Like most of you, I am sure you go through a normal routine each morning. Alarm sounds, you hit snooze, alarm sounds, you hit snooze…repeat 5x! You get out of bed, jump in the shower, your wife dresses the kids, you get lunches ready and so on. Okay, yours may differ from the Kelly Household, but you get my point.
One part of the routine is that I go through the house to make sure everything I turned off…lights, televisions, coffee pot, etc. Without fail, I have to turn off my son’s lights and tell him “Lucas, you left your lights and TV on.” We head for the day and repeat it all again tomorrow. Today was a bit different. I decided that if he was ever going to remember to turn off his own lights, I was going to have to go downstairs and send him up to do it himself. So, I went downstairs and said “You forgot to turn off your lights and TV.” His response to me was “So you turned them off right?” What?!
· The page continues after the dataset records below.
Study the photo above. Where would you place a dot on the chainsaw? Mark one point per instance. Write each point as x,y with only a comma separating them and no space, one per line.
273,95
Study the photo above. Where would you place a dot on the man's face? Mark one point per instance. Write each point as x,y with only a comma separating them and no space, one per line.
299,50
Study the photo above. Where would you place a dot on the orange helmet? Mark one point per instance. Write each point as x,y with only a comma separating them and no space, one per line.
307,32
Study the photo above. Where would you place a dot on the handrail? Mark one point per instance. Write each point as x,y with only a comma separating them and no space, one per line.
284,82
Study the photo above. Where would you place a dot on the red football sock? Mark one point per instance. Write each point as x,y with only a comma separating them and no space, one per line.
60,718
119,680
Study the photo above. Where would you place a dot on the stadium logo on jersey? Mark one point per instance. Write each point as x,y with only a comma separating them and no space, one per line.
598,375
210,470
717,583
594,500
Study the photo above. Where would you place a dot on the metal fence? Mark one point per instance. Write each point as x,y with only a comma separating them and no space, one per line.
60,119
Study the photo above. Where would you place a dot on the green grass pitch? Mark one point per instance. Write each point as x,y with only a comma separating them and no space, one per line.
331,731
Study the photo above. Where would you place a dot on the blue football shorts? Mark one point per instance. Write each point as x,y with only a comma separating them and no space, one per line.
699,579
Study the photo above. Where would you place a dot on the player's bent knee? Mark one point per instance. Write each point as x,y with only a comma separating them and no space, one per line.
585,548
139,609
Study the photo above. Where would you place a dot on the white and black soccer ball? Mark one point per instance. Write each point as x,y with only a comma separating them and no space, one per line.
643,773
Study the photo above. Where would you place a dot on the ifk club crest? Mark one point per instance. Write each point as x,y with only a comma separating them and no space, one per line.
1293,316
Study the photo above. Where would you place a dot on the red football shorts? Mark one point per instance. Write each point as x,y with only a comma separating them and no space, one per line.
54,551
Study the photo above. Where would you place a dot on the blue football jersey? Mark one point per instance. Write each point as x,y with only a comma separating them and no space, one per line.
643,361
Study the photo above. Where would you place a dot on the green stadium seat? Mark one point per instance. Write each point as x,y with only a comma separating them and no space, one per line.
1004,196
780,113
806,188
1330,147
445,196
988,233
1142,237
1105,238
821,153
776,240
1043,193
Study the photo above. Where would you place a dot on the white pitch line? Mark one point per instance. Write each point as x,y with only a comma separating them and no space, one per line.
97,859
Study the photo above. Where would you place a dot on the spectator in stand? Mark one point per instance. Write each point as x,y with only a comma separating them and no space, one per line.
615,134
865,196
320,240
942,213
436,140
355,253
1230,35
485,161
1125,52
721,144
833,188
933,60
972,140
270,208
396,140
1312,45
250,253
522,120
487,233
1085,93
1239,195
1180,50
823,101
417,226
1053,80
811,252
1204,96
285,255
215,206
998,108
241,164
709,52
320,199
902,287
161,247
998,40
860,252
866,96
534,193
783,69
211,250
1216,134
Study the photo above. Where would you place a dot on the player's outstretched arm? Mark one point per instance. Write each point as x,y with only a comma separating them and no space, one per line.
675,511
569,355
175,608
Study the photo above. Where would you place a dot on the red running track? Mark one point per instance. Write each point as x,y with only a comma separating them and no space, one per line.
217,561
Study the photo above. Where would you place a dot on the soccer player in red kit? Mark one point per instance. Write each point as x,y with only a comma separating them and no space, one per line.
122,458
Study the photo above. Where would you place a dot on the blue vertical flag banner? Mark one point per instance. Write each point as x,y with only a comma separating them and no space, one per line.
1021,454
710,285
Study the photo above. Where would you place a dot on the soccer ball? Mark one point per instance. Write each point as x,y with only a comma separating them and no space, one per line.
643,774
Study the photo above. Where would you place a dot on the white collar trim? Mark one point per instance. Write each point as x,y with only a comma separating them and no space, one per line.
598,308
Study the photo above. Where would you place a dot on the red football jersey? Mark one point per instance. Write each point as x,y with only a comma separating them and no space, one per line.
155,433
Being a bit geeky and having project management on my mind often, every voice of the project team seemed to blend together, right along with my sons at that very moment. I realized that just like I had been enabling my son for so long, I had been enabling some of my team members in being able to push off work, that was actually their responsibility. And just like my son came to expect that I would turn off his lights, they often respond with “So you can close that loop for me, right?”
Point: If you want your project team members to own their tasks/deliverables, then you must make them ‘go upstairs and turn off the lights themselves’. If there is a bunch of stuff on the stairs, preventing them from getting there, that is where you come in to remove the obstacles. If they forget, it is your job to remind them. But you can not do it for them or they will come to expect that you will always do it for them. That is not scalable, sustainable, and doesn’t leverage their expertise in their respective function.